Friday, 2 March 2007

The Unknown...a slightly psychoanalytical idea about location?

Just a short blog to explain an idea I had...

Maybe a reason why so many Gothic texts use far away places is that they are exploiting the unknown.

"Fear of the unknown" is a often cited cause of most otherwise irrational phobias.

Mass travel was not around in the time of Shelley. Therefore, even Switzerland may have seen exotic to the average reader.

Walton and Frankenstein are pioneers of the unknown - as Ms Hennessy said, they live up to the creed of star trek to "go where no other has gone before". The reader, too, is on new territory. Hence the amount of description in the book. Maybe we found the obsession with mountains funny because we know full well what mountains look like. But Shelley was writing this book in a different land, knowing full well that many of her readers would not. The reader is exploring a new worlds.

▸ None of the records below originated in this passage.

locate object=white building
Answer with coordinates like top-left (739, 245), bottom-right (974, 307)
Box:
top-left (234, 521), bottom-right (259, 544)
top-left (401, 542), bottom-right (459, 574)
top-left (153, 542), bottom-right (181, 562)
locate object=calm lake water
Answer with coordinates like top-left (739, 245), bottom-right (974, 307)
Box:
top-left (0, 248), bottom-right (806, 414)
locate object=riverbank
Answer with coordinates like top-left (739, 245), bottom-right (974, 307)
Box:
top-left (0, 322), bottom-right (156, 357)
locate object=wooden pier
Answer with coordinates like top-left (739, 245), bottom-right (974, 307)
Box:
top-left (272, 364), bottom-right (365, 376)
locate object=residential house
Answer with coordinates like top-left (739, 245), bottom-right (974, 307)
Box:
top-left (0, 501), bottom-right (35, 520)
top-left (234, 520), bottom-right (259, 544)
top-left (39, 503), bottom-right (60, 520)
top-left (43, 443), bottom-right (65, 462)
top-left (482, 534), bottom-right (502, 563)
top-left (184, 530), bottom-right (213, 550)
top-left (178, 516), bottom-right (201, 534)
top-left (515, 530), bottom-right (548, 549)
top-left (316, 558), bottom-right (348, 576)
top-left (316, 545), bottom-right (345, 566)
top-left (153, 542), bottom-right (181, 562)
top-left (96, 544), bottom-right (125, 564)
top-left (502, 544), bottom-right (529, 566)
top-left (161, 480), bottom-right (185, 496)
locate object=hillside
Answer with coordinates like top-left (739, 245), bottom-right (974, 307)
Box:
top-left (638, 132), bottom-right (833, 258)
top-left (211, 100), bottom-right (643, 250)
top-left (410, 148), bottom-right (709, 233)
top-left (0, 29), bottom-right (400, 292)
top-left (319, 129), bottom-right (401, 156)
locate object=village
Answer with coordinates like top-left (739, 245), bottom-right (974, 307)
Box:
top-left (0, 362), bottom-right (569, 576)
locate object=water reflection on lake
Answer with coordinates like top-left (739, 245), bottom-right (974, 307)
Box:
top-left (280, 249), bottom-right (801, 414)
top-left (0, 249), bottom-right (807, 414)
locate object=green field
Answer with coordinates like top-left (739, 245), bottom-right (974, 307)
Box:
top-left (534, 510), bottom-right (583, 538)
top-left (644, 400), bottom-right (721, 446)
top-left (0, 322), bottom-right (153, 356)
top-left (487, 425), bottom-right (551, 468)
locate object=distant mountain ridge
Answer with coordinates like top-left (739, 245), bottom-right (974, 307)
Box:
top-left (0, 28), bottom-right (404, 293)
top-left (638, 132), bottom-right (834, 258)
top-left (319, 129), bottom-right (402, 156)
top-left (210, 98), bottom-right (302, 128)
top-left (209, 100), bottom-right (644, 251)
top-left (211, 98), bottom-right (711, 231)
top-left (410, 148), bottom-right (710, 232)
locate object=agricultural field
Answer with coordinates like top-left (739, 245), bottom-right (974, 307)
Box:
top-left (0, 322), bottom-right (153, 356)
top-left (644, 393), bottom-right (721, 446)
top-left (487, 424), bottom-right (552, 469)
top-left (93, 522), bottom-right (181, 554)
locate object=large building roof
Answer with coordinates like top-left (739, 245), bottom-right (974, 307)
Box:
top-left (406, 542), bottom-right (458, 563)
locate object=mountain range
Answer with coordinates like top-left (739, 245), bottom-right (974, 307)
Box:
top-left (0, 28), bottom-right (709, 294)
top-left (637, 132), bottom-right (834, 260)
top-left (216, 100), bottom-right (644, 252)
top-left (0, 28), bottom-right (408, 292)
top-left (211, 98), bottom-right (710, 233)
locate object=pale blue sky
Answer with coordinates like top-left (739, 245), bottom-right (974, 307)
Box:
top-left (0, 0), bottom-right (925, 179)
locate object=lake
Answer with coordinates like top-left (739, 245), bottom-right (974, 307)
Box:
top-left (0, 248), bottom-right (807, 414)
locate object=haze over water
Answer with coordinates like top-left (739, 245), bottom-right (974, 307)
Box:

The intention could be that the reader is as gripped by the exploration in Frankenstein as Walton and Frankenstein are gripped by their own quests.

1 comment:

Abi said...

the environment is suggested as unknown but the monster is also. frankenstein expresses that the monster is his creation and he hates it, this reminded for some reason of The Secret Garden where the boys father confines him into a room for being different. the novel is not just about the unknown in environment but also the unknown in human nature and the question of nature nurture.